Municipal elections were held in the Indian state of Punjab on 14 February 2021; the result was declared on 17 February. The elections are scheduled for 117 urban local bodies, including 8 municipal corporations and 109 municipal councils and nagar panchayats. Elections were originally scheduled to be held in October 2020, but were delayed because of the COVID-19 pandemic.

Background
The previous elections were held in February 2015, in which Shiromani Akali Dal and Bharatiya Janata Party led in most of the councils. The elections were the first since Akali Dal left the National Democratic Alliance over the farm laws protest; both Akali Dal and BJP were contesting alone. Bhagwant Maan, the state president of Aam Aadmi Party, said the party will contest elections on its party symbol (broom). Jarnail Nangal of Lok Insaaf Party demanded to postpone the elections, saying that a large number of farmers and peasants from the state were present at the farmers' protest in Delhi.

Elections
On 16 January 2021, Punjab's state election commission announced the schedule for elections. Nominations were filed until 3 February, elections on 14 February and results on 17 February.
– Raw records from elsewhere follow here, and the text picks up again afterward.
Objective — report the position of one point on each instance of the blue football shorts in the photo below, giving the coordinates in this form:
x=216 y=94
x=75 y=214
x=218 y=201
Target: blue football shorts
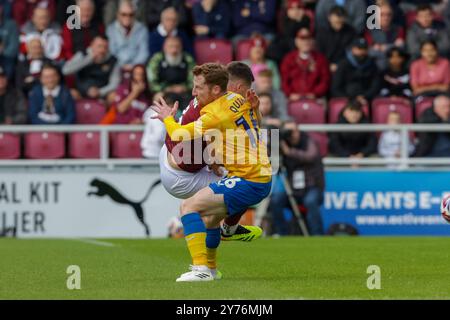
x=239 y=194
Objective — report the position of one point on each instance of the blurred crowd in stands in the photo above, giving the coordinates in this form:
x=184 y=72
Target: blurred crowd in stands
x=313 y=62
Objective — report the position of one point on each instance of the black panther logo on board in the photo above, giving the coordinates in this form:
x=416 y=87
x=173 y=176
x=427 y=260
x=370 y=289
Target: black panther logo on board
x=106 y=189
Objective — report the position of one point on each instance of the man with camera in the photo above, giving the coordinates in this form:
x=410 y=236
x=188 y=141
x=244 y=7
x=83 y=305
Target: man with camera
x=305 y=175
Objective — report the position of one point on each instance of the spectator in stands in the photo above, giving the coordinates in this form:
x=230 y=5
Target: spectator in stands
x=133 y=97
x=79 y=39
x=29 y=68
x=268 y=113
x=334 y=39
x=357 y=76
x=23 y=10
x=356 y=10
x=303 y=162
x=50 y=102
x=390 y=143
x=9 y=42
x=168 y=27
x=170 y=71
x=264 y=85
x=63 y=15
x=258 y=62
x=304 y=72
x=250 y=17
x=352 y=144
x=49 y=31
x=389 y=35
x=435 y=144
x=395 y=79
x=430 y=75
x=13 y=108
x=211 y=19
x=295 y=16
x=111 y=8
x=128 y=38
x=154 y=132
x=97 y=72
x=425 y=28
x=154 y=10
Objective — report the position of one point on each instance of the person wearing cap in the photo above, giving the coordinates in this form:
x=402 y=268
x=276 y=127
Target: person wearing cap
x=13 y=108
x=305 y=72
x=211 y=19
x=9 y=42
x=357 y=75
x=257 y=60
x=29 y=67
x=356 y=10
x=334 y=39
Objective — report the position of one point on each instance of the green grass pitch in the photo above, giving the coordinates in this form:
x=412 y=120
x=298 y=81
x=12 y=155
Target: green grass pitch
x=285 y=268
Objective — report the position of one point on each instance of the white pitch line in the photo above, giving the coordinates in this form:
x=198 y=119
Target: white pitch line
x=95 y=242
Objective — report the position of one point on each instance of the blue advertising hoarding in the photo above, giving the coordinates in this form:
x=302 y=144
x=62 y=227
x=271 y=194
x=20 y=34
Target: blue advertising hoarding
x=387 y=202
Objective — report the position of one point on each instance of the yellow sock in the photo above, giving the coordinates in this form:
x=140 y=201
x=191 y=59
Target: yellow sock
x=211 y=257
x=196 y=243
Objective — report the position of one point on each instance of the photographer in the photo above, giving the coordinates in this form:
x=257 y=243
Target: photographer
x=305 y=171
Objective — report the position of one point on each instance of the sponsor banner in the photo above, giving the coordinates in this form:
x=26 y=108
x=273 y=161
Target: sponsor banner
x=74 y=204
x=387 y=203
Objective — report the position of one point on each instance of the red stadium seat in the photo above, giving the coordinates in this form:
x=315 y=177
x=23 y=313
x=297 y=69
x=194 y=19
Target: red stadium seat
x=84 y=145
x=213 y=50
x=89 y=112
x=44 y=145
x=382 y=106
x=126 y=145
x=9 y=146
x=243 y=49
x=335 y=107
x=307 y=111
x=321 y=139
x=422 y=104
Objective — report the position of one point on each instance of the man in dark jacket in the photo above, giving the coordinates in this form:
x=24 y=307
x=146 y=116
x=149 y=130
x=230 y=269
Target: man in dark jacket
x=352 y=144
x=50 y=102
x=334 y=39
x=435 y=144
x=13 y=109
x=357 y=76
x=303 y=163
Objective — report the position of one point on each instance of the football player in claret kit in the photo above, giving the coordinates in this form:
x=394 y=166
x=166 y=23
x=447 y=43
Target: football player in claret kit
x=244 y=156
x=183 y=179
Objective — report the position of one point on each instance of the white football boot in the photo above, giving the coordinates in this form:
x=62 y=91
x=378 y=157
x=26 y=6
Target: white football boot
x=197 y=273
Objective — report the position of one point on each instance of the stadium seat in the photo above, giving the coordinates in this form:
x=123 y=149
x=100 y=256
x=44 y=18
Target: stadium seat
x=9 y=146
x=213 y=50
x=422 y=103
x=243 y=49
x=307 y=111
x=126 y=145
x=44 y=145
x=335 y=107
x=89 y=111
x=321 y=139
x=84 y=145
x=382 y=106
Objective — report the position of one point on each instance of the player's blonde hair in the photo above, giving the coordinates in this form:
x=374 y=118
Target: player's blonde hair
x=215 y=74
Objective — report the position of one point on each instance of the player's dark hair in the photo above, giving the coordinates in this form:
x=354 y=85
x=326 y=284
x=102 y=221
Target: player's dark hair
x=214 y=73
x=241 y=71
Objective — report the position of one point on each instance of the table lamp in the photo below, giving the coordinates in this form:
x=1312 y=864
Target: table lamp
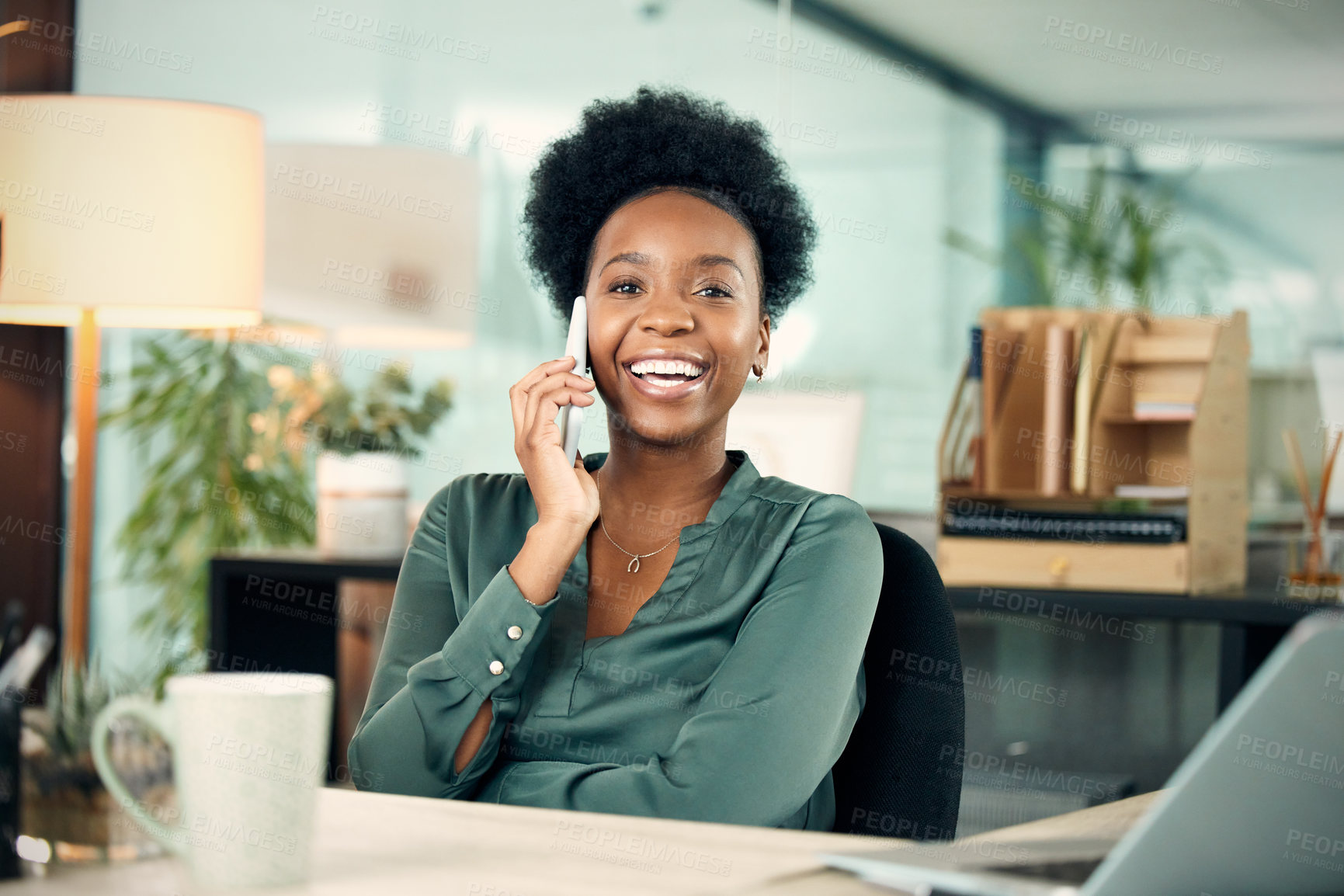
x=375 y=248
x=124 y=213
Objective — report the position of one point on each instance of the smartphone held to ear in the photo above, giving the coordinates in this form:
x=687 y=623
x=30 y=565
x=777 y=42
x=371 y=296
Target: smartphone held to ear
x=575 y=344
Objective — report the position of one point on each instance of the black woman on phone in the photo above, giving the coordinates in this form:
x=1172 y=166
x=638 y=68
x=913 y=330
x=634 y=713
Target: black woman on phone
x=658 y=629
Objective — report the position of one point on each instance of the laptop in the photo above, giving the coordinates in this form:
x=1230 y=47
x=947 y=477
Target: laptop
x=1257 y=807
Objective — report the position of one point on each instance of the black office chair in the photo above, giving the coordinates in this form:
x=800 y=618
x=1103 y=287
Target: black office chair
x=901 y=773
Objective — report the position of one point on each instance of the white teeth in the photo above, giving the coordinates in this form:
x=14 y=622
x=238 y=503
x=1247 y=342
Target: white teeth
x=684 y=368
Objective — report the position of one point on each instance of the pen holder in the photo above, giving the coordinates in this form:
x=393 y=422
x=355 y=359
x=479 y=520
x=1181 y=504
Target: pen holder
x=11 y=704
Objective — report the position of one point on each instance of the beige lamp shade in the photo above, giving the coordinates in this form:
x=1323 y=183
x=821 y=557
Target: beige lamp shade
x=377 y=246
x=147 y=211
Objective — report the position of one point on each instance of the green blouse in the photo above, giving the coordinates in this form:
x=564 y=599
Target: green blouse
x=728 y=699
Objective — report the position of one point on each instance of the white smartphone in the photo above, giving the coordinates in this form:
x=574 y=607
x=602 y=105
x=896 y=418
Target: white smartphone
x=575 y=344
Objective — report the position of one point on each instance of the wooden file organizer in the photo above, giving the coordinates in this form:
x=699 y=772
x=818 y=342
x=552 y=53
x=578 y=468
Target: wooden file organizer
x=1204 y=359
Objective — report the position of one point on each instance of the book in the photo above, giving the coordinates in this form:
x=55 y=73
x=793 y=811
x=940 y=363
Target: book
x=1058 y=405
x=1164 y=406
x=1152 y=491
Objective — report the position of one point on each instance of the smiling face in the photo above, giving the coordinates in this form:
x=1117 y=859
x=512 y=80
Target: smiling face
x=675 y=324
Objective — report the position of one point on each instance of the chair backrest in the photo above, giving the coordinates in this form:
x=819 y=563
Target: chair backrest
x=901 y=773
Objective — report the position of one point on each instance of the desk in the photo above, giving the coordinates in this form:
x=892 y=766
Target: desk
x=384 y=844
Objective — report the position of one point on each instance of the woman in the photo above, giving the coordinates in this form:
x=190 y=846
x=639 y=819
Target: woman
x=656 y=630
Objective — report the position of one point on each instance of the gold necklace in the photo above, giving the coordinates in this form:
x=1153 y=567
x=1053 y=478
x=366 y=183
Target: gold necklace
x=634 y=566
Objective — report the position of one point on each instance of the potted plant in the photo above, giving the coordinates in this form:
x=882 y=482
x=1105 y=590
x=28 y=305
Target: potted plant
x=363 y=443
x=234 y=428
x=189 y=408
x=1113 y=245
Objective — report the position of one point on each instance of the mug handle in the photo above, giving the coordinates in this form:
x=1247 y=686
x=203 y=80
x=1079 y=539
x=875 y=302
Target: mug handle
x=152 y=715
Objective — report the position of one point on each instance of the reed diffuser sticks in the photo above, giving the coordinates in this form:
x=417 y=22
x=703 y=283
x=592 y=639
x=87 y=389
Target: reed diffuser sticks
x=1311 y=572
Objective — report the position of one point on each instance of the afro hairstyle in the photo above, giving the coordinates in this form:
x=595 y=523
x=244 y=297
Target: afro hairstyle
x=655 y=140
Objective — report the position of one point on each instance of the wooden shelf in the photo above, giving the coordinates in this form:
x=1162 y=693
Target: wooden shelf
x=1129 y=358
x=1144 y=421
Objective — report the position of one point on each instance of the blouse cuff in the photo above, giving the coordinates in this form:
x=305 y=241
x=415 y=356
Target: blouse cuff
x=494 y=645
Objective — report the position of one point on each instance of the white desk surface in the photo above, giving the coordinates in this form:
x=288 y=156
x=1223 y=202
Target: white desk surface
x=373 y=844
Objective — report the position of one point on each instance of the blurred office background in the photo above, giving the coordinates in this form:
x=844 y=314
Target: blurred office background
x=904 y=123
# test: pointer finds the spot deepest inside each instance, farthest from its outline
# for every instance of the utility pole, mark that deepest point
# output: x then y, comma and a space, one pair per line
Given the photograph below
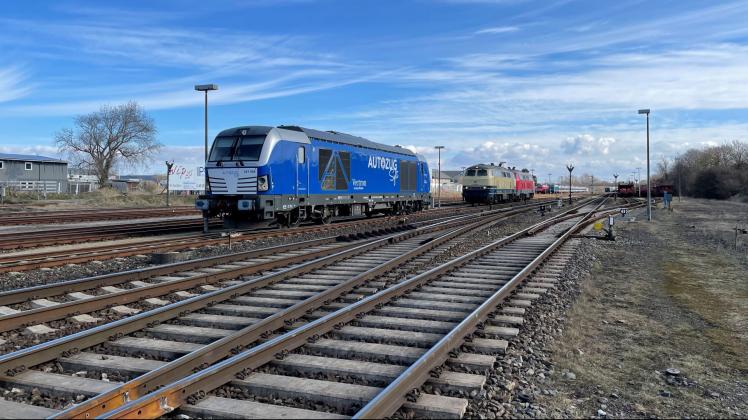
649, 186
169, 165
206, 89
570, 167
615, 182
439, 180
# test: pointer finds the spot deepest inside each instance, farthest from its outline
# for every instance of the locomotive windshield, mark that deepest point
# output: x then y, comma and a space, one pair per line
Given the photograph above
237, 148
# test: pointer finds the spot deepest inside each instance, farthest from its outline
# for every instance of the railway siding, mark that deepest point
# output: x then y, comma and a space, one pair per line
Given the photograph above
332, 326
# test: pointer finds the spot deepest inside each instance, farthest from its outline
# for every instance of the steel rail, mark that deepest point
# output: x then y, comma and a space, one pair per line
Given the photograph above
60, 288
392, 397
18, 361
53, 289
18, 240
24, 218
227, 346
182, 242
173, 395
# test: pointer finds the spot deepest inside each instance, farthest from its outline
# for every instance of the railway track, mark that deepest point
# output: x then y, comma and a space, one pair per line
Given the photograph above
70, 235
30, 261
434, 332
262, 304
88, 215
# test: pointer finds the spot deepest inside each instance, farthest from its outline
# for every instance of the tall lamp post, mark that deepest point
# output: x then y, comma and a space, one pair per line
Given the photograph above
570, 167
638, 182
615, 182
206, 89
439, 175
649, 187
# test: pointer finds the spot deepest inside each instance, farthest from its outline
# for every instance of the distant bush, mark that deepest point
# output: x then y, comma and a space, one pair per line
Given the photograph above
718, 172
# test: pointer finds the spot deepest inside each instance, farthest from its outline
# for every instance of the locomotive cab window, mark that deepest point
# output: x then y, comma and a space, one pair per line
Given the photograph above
223, 148
249, 147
The expenditure limit for a candidate of a municipal corporation is ₹ 3 lakh; for the candidate of municipal council Class-I is ₹ 2.70 lakh, Class-II is ₹ 1.70 lakh, Class-III is ₹ 1.45 lakh, and candidates for Nagar panchayats is ₹ 1.05 lakh.

He said that 400 members would be elected for eight municipal corporations and 1,902 members would be elected for 109 municipal councils/Nagar panchayats in the state. Fifty per cent reservation has been given for women in municipal elections, according to Punjab Government's instructions.

Election day 
20,510 polling officers with 19,000 police officials were posted for peaceful and fair elections in 109 municipal councils and nagar panchayats with eight municipal corporations.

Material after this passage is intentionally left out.